Steckbrief: Indien in Zahlen

DatenKommentar
Amtssprache: Hindi und Englischregional über 20 weitere Sprachen
Hauptstadt: Neu-Dehli25,7 Mio. Einwohner
Fläche: 3.287.263 km²
Einwohnerzahl: 1,27 Milliarden(2016)
Bevölkerungsdichte: 368 Einw. je km²(Deutschland: 230/km²)
BIP je Einwohner: 1.808 USDnominal, #141 weltweit
Human Development Index: 0,609#130 weltweit
Deutsche im Land: <1.000(hauptsächlich Expats, deren Zahl stark schwankt)
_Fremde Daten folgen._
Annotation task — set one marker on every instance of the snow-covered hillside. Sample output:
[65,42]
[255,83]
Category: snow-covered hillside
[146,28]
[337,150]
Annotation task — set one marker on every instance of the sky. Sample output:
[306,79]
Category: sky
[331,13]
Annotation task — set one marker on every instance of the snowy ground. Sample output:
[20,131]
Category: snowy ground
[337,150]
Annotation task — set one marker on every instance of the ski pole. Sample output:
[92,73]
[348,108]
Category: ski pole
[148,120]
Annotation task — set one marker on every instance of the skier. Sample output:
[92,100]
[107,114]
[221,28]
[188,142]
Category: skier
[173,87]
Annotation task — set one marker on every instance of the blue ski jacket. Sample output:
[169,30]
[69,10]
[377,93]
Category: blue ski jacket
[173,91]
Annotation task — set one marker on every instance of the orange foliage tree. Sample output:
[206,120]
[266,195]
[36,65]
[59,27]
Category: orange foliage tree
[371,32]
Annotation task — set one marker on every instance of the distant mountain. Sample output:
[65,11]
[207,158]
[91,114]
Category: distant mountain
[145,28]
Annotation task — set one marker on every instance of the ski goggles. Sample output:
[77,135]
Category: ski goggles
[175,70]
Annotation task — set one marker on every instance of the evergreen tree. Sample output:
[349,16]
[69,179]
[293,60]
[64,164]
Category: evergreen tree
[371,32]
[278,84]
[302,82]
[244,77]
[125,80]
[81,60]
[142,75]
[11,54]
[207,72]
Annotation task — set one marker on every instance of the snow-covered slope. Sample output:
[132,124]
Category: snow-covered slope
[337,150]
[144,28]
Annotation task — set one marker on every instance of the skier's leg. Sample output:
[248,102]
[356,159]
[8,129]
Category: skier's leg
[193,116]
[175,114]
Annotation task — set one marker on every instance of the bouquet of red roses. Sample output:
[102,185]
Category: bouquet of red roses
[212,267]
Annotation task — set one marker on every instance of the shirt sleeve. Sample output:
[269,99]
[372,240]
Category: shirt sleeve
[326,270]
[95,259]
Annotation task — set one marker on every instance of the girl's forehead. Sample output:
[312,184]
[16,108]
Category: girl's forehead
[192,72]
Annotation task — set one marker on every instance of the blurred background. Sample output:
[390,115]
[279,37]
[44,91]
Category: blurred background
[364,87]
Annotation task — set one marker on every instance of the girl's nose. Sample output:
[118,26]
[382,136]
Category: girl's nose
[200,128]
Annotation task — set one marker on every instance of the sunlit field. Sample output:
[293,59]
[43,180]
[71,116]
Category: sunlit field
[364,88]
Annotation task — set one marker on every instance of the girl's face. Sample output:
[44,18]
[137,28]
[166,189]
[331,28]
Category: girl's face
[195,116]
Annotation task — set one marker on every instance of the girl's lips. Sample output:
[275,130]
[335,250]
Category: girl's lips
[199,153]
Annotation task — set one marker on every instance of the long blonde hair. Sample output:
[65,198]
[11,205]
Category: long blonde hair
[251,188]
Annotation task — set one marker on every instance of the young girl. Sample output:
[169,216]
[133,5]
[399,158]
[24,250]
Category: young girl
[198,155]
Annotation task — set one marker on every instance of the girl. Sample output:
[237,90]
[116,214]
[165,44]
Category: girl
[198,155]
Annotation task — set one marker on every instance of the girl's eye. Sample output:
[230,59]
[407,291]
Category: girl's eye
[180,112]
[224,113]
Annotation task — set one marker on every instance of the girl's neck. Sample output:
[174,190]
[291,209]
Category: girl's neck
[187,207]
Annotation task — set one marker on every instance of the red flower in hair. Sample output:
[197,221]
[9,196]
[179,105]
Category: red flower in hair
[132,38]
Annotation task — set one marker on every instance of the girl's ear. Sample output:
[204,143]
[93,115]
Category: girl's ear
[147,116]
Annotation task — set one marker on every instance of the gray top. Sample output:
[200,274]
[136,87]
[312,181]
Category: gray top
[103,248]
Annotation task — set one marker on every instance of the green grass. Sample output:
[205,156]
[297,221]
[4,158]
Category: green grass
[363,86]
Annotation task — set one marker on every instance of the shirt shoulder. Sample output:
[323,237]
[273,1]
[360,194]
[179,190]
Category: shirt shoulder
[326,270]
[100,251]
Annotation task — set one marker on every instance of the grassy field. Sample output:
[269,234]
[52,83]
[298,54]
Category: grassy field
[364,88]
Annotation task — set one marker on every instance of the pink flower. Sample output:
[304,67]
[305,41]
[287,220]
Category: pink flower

Eigentlich geht es hier um das Auswanderungsland Indien. Weil wir Indien hinter den vielen Klischees kaum noch sehen können, will ich erst einmal die Blickrichtung umdrehen und von den indischen Auswanderern sprechen. Ja genau: Auswanderer aus Indien. Indische IT-Spezialisten gehen oft als Expats für begrenzte Zeit ins Ausland.

Jahr 2000: Inder nach Deutschland!

Ach, erinnern Sie sich eigentlich an die indischen IT-ler, die die Regierung Schröder im Jahr 2000 nach Deutschland locken wollte? Tausende sollten zu uns kommen und Deutschland zur IT Weltspitze machen, dass Google und Apple blass aussehen. Gesetzesänderungen wurden beschlossen (erst die Greencard, dann die Bluecard), Visa-Formulare in Hindi gedruckt (dabei spricht ein Inder im Ausland mindestens Englisch), staatlich geprüfte Drei-Sterne-Reisköche standen in Großküchen bereit. Alles war fertig, die IT Revolution konnte kommen. Ich glaube, 2.300 Inder sind damals in die Bundesrepublik gekommen. Die deutsche Regierung hatte Deutschland maßlos über- und Indien unterschätzt. Als die Zeit der Gastarbeiter um war, machten sie sich selbstständig oder sind wieder in die Heimat gegangen, nach Indien. Die geblieben sind, sollen zum großen Teil in der Gastronomie tätig sein.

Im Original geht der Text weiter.